The average FRN amplitudes were measured in a window of 300–400 ms after the onset of feedback. Previous studies also used mean amplitude measure for FRN (Zhou et al., 2010; Yu et al., 2011). We focused on the FRN responses at the anterior frontal midline electrodes (Fz), since the FRN was the largest at this electrode. The FRN data were entered into ANOVAs, with expectancy conditions (congruent vs. incongruent) and feedbacks (accepted vs. rejected) being two within subject factors (The four conditions are as follows: AA: predicting being accepted and actually being accepted; RA: predicting being rejected and actually being accepted; RR: predicting being rejected and actually being rejected; AR: predicting being accepted and actually being rejected). Thus, AA and RR are congruent condition, and RA and AR are incongruent condition; AA and RA are “accepted” feedback, and RR and AR are “rejected” feedback. The Mauchly test was used to assess the validity of the sphericity assumption in all ANOVAs. Greenhouse-Geisser corrections were used when sphericity was violated. Alpha level for all tests was 0.05 and two-tailed.
Results (Experiment 1)
Participants were more likely to predict being accepted (mean ± SD, 59% ± 10.28%, range from 33% to 75%) than to predict being rejected, t(15) = 3.48, p = 0.003, suggesting that people are generally optimistic. For the sake of completeness, we also reported the results of reaction time. The RTs did not differ between the two conditions (mean ± SD, 951 ms ± 169.35 for predict being accepted vs. 968 ms ± 181.49 for predict being rejected), t(15) < 1, suggesting that equal efforts were involved in initial prediction response. For the self-reported satisfaction, ANOVA analysis revealed a significant main effect of expectancy violation, F(1, 15) = 26.91, p < 0.001. Specifically, participants felt more satisfied when their prediction was consistent (mean ± SD, 7.31 ± 1.37) than inconsistent with the feedbacks (mean ± SD, 4.53 ± 1.12; see Figure 2A). There was also a significant main effect of social feedback, F(1, 15) = 27.81, p < 0.001. Participants felt more satisfied for being accepted (mean ± SD, 7.47 ± 1.27) than for being rejected (mean ± SD, 4.38 ± 1.41; see Figure 2B). No significant interactions were found, F(1, 15) < 1.

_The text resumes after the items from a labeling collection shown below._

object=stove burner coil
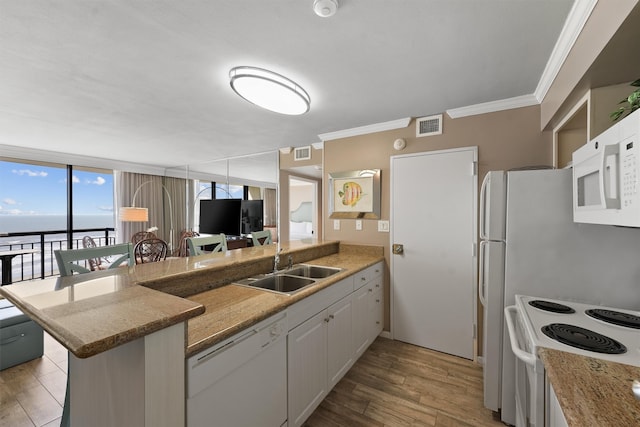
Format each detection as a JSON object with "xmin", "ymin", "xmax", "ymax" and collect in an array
[
  {"xmin": 541, "ymin": 323, "xmax": 627, "ymax": 354},
  {"xmin": 585, "ymin": 308, "xmax": 640, "ymax": 329},
  {"xmin": 529, "ymin": 299, "xmax": 576, "ymax": 314}
]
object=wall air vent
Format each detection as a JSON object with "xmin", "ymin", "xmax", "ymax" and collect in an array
[
  {"xmin": 293, "ymin": 145, "xmax": 311, "ymax": 161},
  {"xmin": 416, "ymin": 114, "xmax": 442, "ymax": 137}
]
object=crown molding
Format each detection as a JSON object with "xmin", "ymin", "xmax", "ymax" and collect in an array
[
  {"xmin": 0, "ymin": 144, "xmax": 166, "ymax": 176},
  {"xmin": 318, "ymin": 117, "xmax": 411, "ymax": 142},
  {"xmin": 447, "ymin": 0, "xmax": 598, "ymax": 119},
  {"xmin": 447, "ymin": 95, "xmax": 539, "ymax": 119},
  {"xmin": 534, "ymin": 0, "xmax": 598, "ymax": 103}
]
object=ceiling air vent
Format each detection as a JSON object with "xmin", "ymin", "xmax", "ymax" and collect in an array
[
  {"xmin": 416, "ymin": 114, "xmax": 442, "ymax": 137},
  {"xmin": 293, "ymin": 145, "xmax": 311, "ymax": 161}
]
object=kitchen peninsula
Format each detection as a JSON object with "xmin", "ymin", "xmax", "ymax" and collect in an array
[{"xmin": 0, "ymin": 240, "xmax": 383, "ymax": 426}]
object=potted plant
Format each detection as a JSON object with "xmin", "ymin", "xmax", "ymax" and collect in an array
[{"xmin": 609, "ymin": 79, "xmax": 640, "ymax": 121}]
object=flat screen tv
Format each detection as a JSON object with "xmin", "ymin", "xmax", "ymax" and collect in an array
[
  {"xmin": 241, "ymin": 200, "xmax": 264, "ymax": 234},
  {"xmin": 200, "ymin": 199, "xmax": 242, "ymax": 236}
]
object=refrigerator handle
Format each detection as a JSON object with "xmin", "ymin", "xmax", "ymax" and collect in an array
[
  {"xmin": 478, "ymin": 240, "xmax": 487, "ymax": 307},
  {"xmin": 480, "ymin": 172, "xmax": 491, "ymax": 240}
]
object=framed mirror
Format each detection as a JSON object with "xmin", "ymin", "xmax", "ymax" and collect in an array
[{"xmin": 329, "ymin": 169, "xmax": 380, "ymax": 219}]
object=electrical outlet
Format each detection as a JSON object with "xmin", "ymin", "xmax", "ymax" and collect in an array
[{"xmin": 378, "ymin": 220, "xmax": 389, "ymax": 233}]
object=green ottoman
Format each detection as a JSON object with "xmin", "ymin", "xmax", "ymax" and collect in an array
[{"xmin": 0, "ymin": 299, "xmax": 44, "ymax": 371}]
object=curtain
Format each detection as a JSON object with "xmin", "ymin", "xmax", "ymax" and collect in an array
[{"xmin": 114, "ymin": 171, "xmax": 187, "ymax": 252}]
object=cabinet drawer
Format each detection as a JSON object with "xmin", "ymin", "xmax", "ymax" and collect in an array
[
  {"xmin": 353, "ymin": 261, "xmax": 384, "ymax": 290},
  {"xmin": 287, "ymin": 276, "xmax": 353, "ymax": 330}
]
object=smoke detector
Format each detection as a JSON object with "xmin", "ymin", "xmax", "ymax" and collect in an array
[{"xmin": 313, "ymin": 0, "xmax": 338, "ymax": 18}]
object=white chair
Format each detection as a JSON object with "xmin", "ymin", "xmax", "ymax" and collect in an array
[
  {"xmin": 53, "ymin": 243, "xmax": 135, "ymax": 276},
  {"xmin": 251, "ymin": 230, "xmax": 273, "ymax": 246},
  {"xmin": 187, "ymin": 233, "xmax": 227, "ymax": 256}
]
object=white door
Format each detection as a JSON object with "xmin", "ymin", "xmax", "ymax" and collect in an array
[
  {"xmin": 289, "ymin": 176, "xmax": 318, "ymax": 240},
  {"xmin": 390, "ymin": 147, "xmax": 478, "ymax": 359}
]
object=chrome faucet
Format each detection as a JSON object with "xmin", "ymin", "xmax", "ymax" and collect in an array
[{"xmin": 273, "ymin": 248, "xmax": 282, "ymax": 273}]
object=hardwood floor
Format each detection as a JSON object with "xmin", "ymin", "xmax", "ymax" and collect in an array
[
  {"xmin": 0, "ymin": 333, "xmax": 504, "ymax": 427},
  {"xmin": 305, "ymin": 338, "xmax": 504, "ymax": 427},
  {"xmin": 0, "ymin": 332, "xmax": 67, "ymax": 427}
]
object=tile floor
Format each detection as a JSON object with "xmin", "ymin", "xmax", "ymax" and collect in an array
[
  {"xmin": 0, "ymin": 332, "xmax": 67, "ymax": 427},
  {"xmin": 0, "ymin": 332, "xmax": 504, "ymax": 427}
]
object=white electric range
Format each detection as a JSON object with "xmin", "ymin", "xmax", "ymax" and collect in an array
[{"xmin": 505, "ymin": 295, "xmax": 640, "ymax": 427}]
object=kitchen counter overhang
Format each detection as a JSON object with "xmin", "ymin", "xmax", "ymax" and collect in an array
[
  {"xmin": 538, "ymin": 347, "xmax": 640, "ymax": 427},
  {"xmin": 0, "ymin": 240, "xmax": 383, "ymax": 358}
]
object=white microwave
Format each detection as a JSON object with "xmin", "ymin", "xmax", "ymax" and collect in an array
[{"xmin": 573, "ymin": 110, "xmax": 640, "ymax": 227}]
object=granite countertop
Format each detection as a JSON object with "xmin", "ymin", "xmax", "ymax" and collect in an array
[
  {"xmin": 0, "ymin": 269, "xmax": 204, "ymax": 358},
  {"xmin": 538, "ymin": 348, "xmax": 640, "ymax": 427},
  {"xmin": 186, "ymin": 246, "xmax": 384, "ymax": 357},
  {"xmin": 0, "ymin": 240, "xmax": 383, "ymax": 358}
]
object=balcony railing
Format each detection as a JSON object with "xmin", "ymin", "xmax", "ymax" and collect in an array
[{"xmin": 0, "ymin": 228, "xmax": 115, "ymax": 283}]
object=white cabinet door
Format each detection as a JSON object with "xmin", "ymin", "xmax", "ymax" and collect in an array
[
  {"xmin": 327, "ymin": 296, "xmax": 353, "ymax": 390},
  {"xmin": 288, "ymin": 310, "xmax": 328, "ymax": 426},
  {"xmin": 352, "ymin": 286, "xmax": 373, "ymax": 358}
]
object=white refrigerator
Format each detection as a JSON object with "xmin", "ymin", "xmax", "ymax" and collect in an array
[{"xmin": 478, "ymin": 169, "xmax": 640, "ymax": 424}]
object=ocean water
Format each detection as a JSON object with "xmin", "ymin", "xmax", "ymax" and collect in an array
[
  {"xmin": 0, "ymin": 215, "xmax": 115, "ymax": 283},
  {"xmin": 0, "ymin": 215, "xmax": 114, "ymax": 234}
]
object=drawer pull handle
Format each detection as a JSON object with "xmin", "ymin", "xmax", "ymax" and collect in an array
[{"xmin": 0, "ymin": 334, "xmax": 24, "ymax": 345}]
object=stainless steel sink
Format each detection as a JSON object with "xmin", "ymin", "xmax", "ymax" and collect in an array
[
  {"xmin": 282, "ymin": 264, "xmax": 341, "ymax": 279},
  {"xmin": 236, "ymin": 264, "xmax": 342, "ymax": 294},
  {"xmin": 240, "ymin": 274, "xmax": 316, "ymax": 294}
]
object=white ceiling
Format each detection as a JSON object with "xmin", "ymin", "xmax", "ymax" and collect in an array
[{"xmin": 0, "ymin": 0, "xmax": 573, "ymax": 179}]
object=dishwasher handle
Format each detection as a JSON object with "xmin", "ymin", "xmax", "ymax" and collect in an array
[{"xmin": 504, "ymin": 305, "xmax": 537, "ymax": 367}]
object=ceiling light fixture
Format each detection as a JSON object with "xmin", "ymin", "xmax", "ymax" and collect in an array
[
  {"xmin": 229, "ymin": 66, "xmax": 311, "ymax": 115},
  {"xmin": 313, "ymin": 0, "xmax": 338, "ymax": 18}
]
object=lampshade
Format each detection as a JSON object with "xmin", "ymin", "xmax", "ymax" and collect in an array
[
  {"xmin": 118, "ymin": 207, "xmax": 149, "ymax": 222},
  {"xmin": 229, "ymin": 66, "xmax": 311, "ymax": 115}
]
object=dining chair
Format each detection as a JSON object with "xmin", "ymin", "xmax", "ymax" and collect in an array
[
  {"xmin": 53, "ymin": 243, "xmax": 135, "ymax": 276},
  {"xmin": 131, "ymin": 231, "xmax": 158, "ymax": 246},
  {"xmin": 251, "ymin": 230, "xmax": 273, "ymax": 246},
  {"xmin": 173, "ymin": 230, "xmax": 200, "ymax": 257},
  {"xmin": 53, "ymin": 239, "xmax": 134, "ymax": 427},
  {"xmin": 82, "ymin": 236, "xmax": 109, "ymax": 271},
  {"xmin": 133, "ymin": 238, "xmax": 168, "ymax": 264},
  {"xmin": 187, "ymin": 233, "xmax": 227, "ymax": 256}
]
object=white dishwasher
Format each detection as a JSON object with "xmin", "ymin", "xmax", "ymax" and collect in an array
[{"xmin": 187, "ymin": 312, "xmax": 287, "ymax": 427}]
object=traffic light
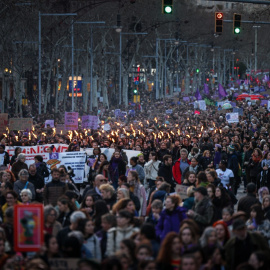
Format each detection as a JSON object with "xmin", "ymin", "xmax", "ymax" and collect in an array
[
  {"xmin": 215, "ymin": 12, "xmax": 223, "ymax": 33},
  {"xmin": 162, "ymin": 0, "xmax": 173, "ymax": 14},
  {"xmin": 233, "ymin": 13, "xmax": 242, "ymax": 35}
]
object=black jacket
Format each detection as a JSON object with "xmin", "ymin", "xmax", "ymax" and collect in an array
[{"xmin": 158, "ymin": 163, "xmax": 175, "ymax": 189}]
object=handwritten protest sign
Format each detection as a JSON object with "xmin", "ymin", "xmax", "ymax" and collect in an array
[
  {"xmin": 82, "ymin": 115, "xmax": 98, "ymax": 129},
  {"xmin": 45, "ymin": 120, "xmax": 54, "ymax": 128},
  {"xmin": 226, "ymin": 113, "xmax": 239, "ymax": 123},
  {"xmin": 0, "ymin": 113, "xmax": 8, "ymax": 132},
  {"xmin": 65, "ymin": 112, "xmax": 78, "ymax": 130},
  {"xmin": 9, "ymin": 118, "xmax": 33, "ymax": 131},
  {"xmin": 175, "ymin": 185, "xmax": 188, "ymax": 200}
]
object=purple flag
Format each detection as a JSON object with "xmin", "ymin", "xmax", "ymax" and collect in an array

Figure 2. Post-experiment subjective ratings of two experiments during social feedback period. The self-reporting satisfaction and surprise scores (mean ± SE) was shown in (A–H). Participants felt more satisfied for congruent than incongruent feedback (A), and for accepted than rejected feedback (B). Participants felt more surprised by congruent than incongruent feedback (C) but no significant difference between accepted and rejected feedback (D). We found similar behavioral results in Experiment 2 (E–H). ** p < 0.01, * p < 0.05.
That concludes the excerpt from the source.